Luis Echeverria, former Mexican president, is dead

His name remains associated with the Tlatelolco massacre. On October 2, 1968, in Mexico City, soldiers opened fire on thousands of students gathered in the Place des Trois-Cultures, a few days before the inauguration of the Summer Olympics in the capital. Snipers, posted in the surrounding buildings, aim at the crowd. On the ground, soldiers surround the demonstrators. The shooting lasted two hours, killing 25 people according to official figures, more than 300 according to victim associations. Fifty-three years later, impunity still hovers over this tragedy which taints the memory of Luis Echeverria, Minister of the Interior (1963-1969) at the time. Elected president, two years later, this one will carry out other bloody repressions against his opponents.

Read also: The massacre in Mexico City in 1968, a symbol of impunity

Mr. Echeverria died on Friday, July 8, at the age of one hundred, in his home in Cuernavaca (center). He is the only former Mexican president (1970-1976) to have been tried for genocide, but without having set foot in prison. On the international scene, his image remained that of a defender of Third World nations, campaigning for economic self-determination in the midst of the Cold War. An ally of both Richard Nixon in the United States and Salvador Allende in Chile, Mr.

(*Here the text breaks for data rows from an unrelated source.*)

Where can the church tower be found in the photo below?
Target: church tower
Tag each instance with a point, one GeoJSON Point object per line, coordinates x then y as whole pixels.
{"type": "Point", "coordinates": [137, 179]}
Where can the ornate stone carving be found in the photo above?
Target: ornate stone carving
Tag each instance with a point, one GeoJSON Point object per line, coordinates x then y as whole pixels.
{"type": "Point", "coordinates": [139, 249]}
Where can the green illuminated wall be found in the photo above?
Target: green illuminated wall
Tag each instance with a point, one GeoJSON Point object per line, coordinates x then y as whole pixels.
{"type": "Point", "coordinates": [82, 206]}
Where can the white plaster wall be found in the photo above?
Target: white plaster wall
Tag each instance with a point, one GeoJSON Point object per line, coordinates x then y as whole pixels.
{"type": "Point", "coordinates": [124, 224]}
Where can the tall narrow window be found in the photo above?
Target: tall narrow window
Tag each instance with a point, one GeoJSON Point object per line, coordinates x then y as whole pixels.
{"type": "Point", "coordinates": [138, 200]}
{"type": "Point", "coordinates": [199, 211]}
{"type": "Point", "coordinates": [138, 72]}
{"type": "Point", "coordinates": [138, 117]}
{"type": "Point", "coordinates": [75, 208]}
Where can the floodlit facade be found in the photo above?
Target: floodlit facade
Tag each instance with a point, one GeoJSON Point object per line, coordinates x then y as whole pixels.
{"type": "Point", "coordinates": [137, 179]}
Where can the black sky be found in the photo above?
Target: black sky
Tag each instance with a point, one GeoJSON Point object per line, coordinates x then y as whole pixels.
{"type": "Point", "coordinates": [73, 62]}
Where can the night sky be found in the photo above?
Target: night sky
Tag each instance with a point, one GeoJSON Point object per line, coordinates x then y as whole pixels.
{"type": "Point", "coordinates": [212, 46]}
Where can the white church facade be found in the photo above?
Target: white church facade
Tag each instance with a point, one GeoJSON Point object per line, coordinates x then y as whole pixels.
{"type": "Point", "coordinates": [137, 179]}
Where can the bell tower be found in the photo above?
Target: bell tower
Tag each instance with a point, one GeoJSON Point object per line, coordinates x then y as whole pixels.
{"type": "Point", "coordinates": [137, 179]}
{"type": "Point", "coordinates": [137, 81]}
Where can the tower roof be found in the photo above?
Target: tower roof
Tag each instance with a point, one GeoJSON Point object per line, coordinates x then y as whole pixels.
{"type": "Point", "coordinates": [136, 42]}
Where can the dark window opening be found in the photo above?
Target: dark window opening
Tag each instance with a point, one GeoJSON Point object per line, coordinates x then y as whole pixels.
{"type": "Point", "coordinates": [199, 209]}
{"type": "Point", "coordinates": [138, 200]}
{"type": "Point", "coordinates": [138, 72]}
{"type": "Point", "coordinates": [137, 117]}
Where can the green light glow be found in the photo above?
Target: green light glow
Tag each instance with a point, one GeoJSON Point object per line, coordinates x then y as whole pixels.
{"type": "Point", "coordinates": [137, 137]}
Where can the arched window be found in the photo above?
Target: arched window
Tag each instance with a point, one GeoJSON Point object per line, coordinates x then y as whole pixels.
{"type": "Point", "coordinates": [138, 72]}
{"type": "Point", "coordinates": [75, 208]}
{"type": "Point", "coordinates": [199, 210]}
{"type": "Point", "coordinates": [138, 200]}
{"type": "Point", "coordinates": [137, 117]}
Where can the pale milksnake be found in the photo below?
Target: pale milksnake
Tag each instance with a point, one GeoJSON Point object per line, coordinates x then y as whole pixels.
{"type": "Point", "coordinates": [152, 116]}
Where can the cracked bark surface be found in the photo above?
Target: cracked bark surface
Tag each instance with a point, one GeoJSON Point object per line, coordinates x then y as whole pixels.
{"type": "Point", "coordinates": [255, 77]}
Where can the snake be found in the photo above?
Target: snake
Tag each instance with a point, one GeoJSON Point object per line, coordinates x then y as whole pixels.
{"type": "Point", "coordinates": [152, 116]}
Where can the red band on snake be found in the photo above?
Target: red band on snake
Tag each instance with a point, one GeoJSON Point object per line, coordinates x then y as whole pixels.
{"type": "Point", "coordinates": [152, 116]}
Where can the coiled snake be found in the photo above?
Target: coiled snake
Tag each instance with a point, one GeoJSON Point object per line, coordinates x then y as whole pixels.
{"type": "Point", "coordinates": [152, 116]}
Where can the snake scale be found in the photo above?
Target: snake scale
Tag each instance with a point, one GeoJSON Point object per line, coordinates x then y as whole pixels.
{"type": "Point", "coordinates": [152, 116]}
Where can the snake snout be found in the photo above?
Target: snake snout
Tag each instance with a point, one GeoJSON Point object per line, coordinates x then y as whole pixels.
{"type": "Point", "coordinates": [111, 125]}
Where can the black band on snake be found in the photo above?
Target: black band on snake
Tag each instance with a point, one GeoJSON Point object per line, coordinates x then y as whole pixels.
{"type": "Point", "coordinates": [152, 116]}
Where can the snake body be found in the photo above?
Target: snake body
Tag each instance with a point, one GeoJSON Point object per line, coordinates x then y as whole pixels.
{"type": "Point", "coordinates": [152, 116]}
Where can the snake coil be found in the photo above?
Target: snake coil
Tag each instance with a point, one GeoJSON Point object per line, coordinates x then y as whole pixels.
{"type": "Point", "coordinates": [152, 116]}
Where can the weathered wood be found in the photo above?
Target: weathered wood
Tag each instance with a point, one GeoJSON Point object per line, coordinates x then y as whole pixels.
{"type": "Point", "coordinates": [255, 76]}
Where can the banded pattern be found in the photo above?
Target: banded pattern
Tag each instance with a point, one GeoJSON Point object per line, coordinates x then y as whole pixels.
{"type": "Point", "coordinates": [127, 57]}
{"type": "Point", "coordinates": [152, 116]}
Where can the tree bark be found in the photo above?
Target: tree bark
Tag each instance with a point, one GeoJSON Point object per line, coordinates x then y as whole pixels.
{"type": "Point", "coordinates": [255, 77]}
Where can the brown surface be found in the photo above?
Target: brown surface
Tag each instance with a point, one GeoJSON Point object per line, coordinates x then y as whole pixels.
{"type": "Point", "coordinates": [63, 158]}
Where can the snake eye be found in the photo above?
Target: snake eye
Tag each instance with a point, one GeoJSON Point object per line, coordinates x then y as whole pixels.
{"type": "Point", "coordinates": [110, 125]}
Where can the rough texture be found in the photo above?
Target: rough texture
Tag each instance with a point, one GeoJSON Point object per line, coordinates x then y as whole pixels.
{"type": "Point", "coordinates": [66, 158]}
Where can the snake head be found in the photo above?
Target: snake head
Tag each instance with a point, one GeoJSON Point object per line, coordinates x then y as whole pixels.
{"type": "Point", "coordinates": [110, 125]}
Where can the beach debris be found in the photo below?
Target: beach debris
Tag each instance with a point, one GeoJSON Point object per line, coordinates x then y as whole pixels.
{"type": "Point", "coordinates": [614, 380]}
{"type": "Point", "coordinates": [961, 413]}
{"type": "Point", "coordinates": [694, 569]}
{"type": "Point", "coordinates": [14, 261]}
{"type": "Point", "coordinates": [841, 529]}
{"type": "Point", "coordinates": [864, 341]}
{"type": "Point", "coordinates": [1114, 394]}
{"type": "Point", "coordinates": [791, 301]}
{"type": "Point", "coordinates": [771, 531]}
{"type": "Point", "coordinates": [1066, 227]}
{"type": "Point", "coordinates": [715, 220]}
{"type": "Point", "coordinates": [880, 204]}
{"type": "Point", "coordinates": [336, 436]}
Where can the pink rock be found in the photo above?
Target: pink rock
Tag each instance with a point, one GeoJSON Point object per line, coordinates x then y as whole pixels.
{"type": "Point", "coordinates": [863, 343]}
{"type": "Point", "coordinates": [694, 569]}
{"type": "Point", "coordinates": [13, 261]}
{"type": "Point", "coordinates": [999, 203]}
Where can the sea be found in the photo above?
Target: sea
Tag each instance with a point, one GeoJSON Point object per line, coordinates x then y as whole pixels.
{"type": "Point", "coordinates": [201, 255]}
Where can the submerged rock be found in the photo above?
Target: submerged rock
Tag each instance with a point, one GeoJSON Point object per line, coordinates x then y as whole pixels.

Echeverria gave asylum to Chilean refugees after the 1973 coup by General Augusto Pinochet. But in Mexico, the former president has gone down in history for his iron fist against the protesters of the authoritarian regime established by the Institutional Revolutionary Party. The famous PRI, hegemonic for seventy-one years until 2000, before returning to power from 2012 to 2018.

His life is linked to the history of the party. Born on January 17, 1922 in Mexico City into a family of four children, he was barely three years old when the mandate of General Plutarco Elias Calles, creator of the National Revolutionary Party, the embryo of the PRI, began. Mr. Echeverria was still a teenager when President Lazaro Cardenas nationalized oil production in 1938. With his law degree from the National Autonomous University of Mexico in hand, the young lawyer joined the ranks of the PRI in 1946. Twelve years later, the 30-year-old is already deputy minister of the interior before taking over as head of this ministry under the mandate of Gustavo Diaz Ordaz (1964-1970), whom he will succeed.

“Dirty War”

More charismatic than his predecessor, Mr. Echeverria displays, on his arrival at the presidency, the image of a progressive breaking with the authoritarianism of the PRI. But a new bloodbath, in line with that of 1968, quickly tarnished his beginning of his mandate: on June 10, 1971, students mobilized in the center of Mexico City were attacked by a shock group at the boot of the PRI, nicknamed “Los Halcones” (The Falcons). The massacre leaves at least 120 dead. In the process, Mr. Echeverria launches his “dirty war” against the guerrillas which are strengthening in the countryside and in the cities. Murders, enforced disappearances, torture… The repression is intended to be violent and systematic according to a counter-insurgency logic.